Steve Rotheram, Walton MP and Labour candidate for mayor of Liverpool City Region

steve rotheram

Steve Rotheram

The event also featured Labour’s candidate for mayor of the Liverpool City Region, Walton MP Steve Rotheram, and the mayoral hopeful in the West Midlands, Siôn Simon.

Neither candidate commented directly on Mr Burnham’s council of the north proposal, but Mr Rotheram pledged a more “collegiate and collaborative” approach to commissioning that directly engaged with citizens.

Mr Rotheram described former chancellor George Osborne as “the man who robbed the cake and left us some crumbs then said we should be grateful for it”.

He added: “The Northern Powerhouse is an artificial construct and we are all supposed to guess what it is.This is an absolutely flawed devolution process that we have been sold.

“When you drill beneath what they are saying it is not the same thing that was proposed under a Labour government but we need to seize that opportunity because we genuinely believe we have a chance of being the government in 2020.”

Siôn Simon

Siôn Simon

Siôn Simon

Mr Simon, who at one point described communities secretary Sajid Javid as the “Brummie Rasputin”, said the West Midlands devolution deal had been struck “by an incredibly small group of people in an incredibly opaque process”.

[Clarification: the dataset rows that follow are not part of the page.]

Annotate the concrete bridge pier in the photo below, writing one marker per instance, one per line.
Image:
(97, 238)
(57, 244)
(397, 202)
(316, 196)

“It does not reflect well on any of it on that basis…[it was] not a very transparent process,” he added.

He said he was not expecting a large turnout at the election in May next year because people were being asked to vote for “something that would not exist” at the time of the poll.

Mr Simon also said that the West Midlands had disadvantages in attracting investment from abroad because it did not have a “super, premium” football brand that was known across the world.